その後ろを、全国トップクラスの高校生バレープレイヤーたちが、互いの背中を丸めて数珠繋ぎでついていくという、なんとも情けない光景が繰り広げられた。
「……ヒッ! 今、なんかおった!」
「サム、押すなや! 前が見えん!」
「ツムが止まるからやろ! はよ行け!」
「あ、見て! このゾンビ、服の破れ方が芸術的やわー。かっこええ!」
前を行く🌸は、暗闇から飛び出してくるゾンビを怖がるどころか、身を乗り出して観察している。

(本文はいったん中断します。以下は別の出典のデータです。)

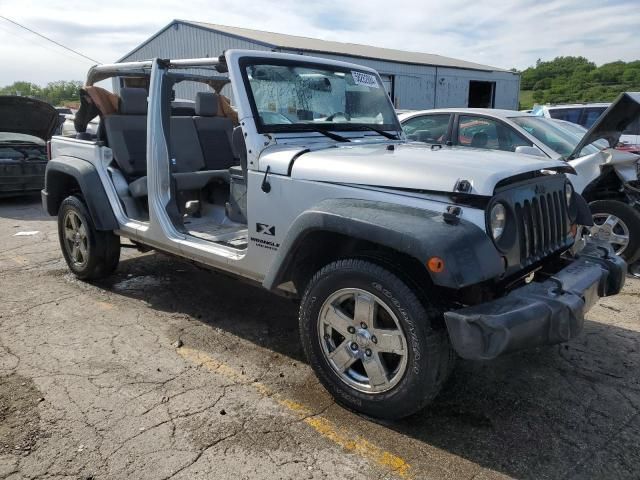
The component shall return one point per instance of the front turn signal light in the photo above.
(435, 264)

ゾンビ側も、ニコニコと近づいてくる少女に一瞬戸惑っているように見えた。
その時、後方からガタガタと大きな音が響き、チェーンソーの爆音が鳴り渡った。
「後ろから来た! 走れ走れ!!」
「うわあああ! 銀、どけ!!」
パニックに陥って団子状態になる四人を振り返り、🌸は腹を抱えて笑い出した。
「あははは! なにその顔! 侑くん、新聞の写真よりええ表情しとるよ!」
「笑うなアホ!! これ、写真に撮られてたら一生の不覚やぞ!!」
命からがら出口の光へ向かって全力疾走する四人と、その後ろを「あー、面白かった!」と余裕の笑顔で追いかける🌸。
パークの出口に転がり出た侑は、激しく乱れた髪を直すのも忘れ、地面にへたり込んで彼女を睨んだ。